Using F.dropout to copy parameters

I was looking at the code for AWD LSTMs (shown below) and was confused about the use of F.dropout with training=False.

WEIGHT_HH = 'weight_hh_l0'

class WeightDropout(nn.Module):
    def __init__(self, module, weight_p=[0.], layer_names=[WEIGHT_HH]):
        self.module,self.weight_p,self.layer_names = module,weight_p,layer_names
        for layer in self.layer_names:
            #Makes a copy of the weights of the selected layers.
            w = getattr(self.module, layer)
            self.register_parameter(f'{layer}_raw', nn.Parameter(
            self.module._parameters[layer] = F.dropout(w, p=self.weight_p, training=False)

    def _setweights(self):
        for layer in self.layer_names:
            raw_w = getattr(self, f'{layer}_raw')
            self.module._parameters[layer] = F.dropout(raw_w, p=self.weight_p,

I asked the question on github and the answer was that it was to initially copy the weights to its ‘_raw’ version.

So my questions are:

  1. Why use F.dropout with training=False.
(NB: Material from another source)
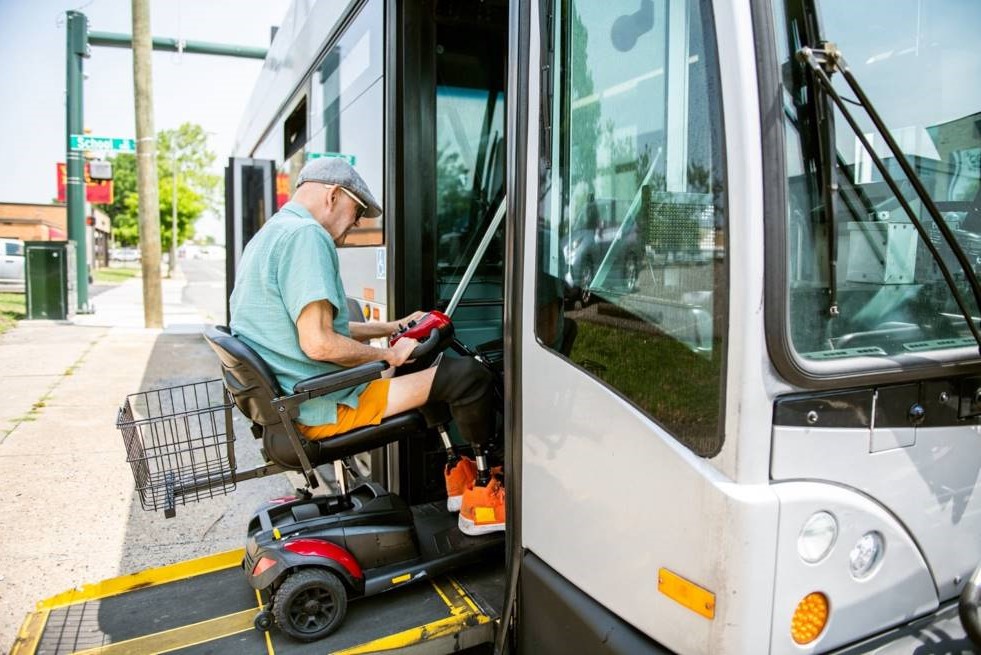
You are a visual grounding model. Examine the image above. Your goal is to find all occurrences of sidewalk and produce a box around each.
[0,273,291,654]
Can’t you simply do self.module._parameters[layer] = w.clone().
  2. Do you even need to copy the weights across like this because getattr(self.module, layer) is exactly the same as self.module._parameters[layer]. Rendering the last line in __init__ unnecessary?
  3. What is the purpose of having a weight_hh_l0_raw version? Is it because the line self.module._parameters[layer] = F.dropout(raw_w, p=self.weight_p, overwrites the weights and you want to preserve the weights?

The purpose of weight drop is to apply dropout to the model weights as opposed to the activations. When we do this, we want a single dropout mask to be applied at all time steps. The WeightDropout class saves a copy of the true weights, then applies a single dropout mask to the weights on every forward pass.

Hey Karl. Thanks for answering but I’m afraid this doesn’t answer my question. I know what weightDropout does. Just not sure what F.dropout is doing in this case. (See the 3 questions listed above).

I did some digging that may be related to this question, please check this post: Multilingual ULMFiT

It was something about QRNN but I’m not so sure it is still required now.